Hélio Pólvora
Augusto e a árvore
Sei de cor
aquele soneto do velho Augusto dos Anjos sobre a árvore que um pai
malvado quer derrubar a todo custo, e que um filho sensível tenta
proteger. “Meu pai, por que sua ira não se acalma?/ Não vê que em
tudo existe o mesmo brilho? Deus pôs alma nos cedros, no junquilho;
/Esta árvore, meu pai, possui minh’alma!”.
Mas a árvore cai
“ao golpe do machado bronco”. O moço, abraçado a ela, também morre.
Aparentemente, um belo soneto ecológico. Tudo indicaria que Augusto
dos Anjos, sendo poeta profundo, tinha algo de visionário, e
profetizou a época do movimento ecológico. Eu também pensava assim.
Mas eis que um pesquisador, desencavando papéis, demonstra que a
literatura, bem menos que simples sonho, é mero compartimento da
realidade.
O nome do
pesquisador literário é Galdino Matos Siqueira, paraibano, da mesma
terra que viu nascer Augusto. Segundo ele, o rapaz Augusto, que era
um feixe de nervos tangido pela busca permanente da Beleza,
ensimesmado e sonhador, apaixonou-se por uma moça retirante, uma
espécie de Gabriela de Jorge Amado. E o pai, um patriarca dos
sertões, ou a mãe, com sentimentos racistas e sociais, teria
impedido o conúbio de forma violenta. Surrada, a moça abortou e
teria morrido.
Nesse caso, se
verdadeira a interpretação, a árvore no soneto famoso é a metáfora.

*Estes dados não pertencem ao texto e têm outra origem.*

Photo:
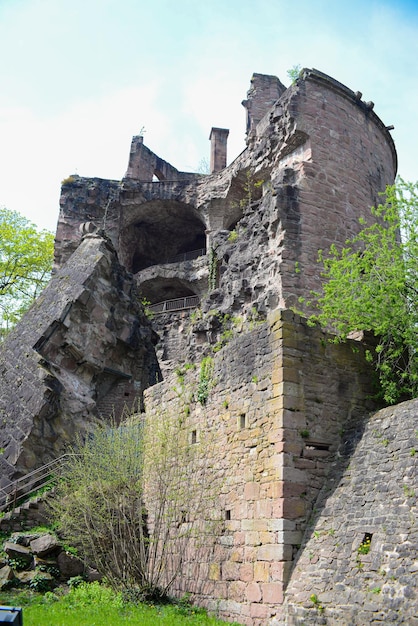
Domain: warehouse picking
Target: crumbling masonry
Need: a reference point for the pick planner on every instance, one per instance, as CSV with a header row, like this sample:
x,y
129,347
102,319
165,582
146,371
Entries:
x,y
219,261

Augusto utilizou a metáfora poética para fazer a denúncia. O moço
triste que “se abraçou com o tronco/ e nunca mais se levantou da
terra” é ele. A mãe (devia ser ela, porque Augusto dedica três
sentidos sonetos ao pai, e da mãe não fala uma vez sequer) não teria
matado apenas o amor de Augusto; matou-o, também, para a vida. O Eu
e Outras Poesias, publicado no Rio de Janeiro, para onde se mudou o
poeta, é o seu testamento. À morte espiritual do poeta, que
sobrevivia como professor primário, advém, em Leopoldina, Minas
Gerais, onde foi dirigir uma escola, a morte do corpo. “E nunca mais
se levantou da terra!”, assim termina o soneto.
Um outro poeta,
o Soares Feitosa, passou-me um e-mail do Ceará, dando conta de tal
descoberta, que me desconcertou, para não dizer que estarreceu.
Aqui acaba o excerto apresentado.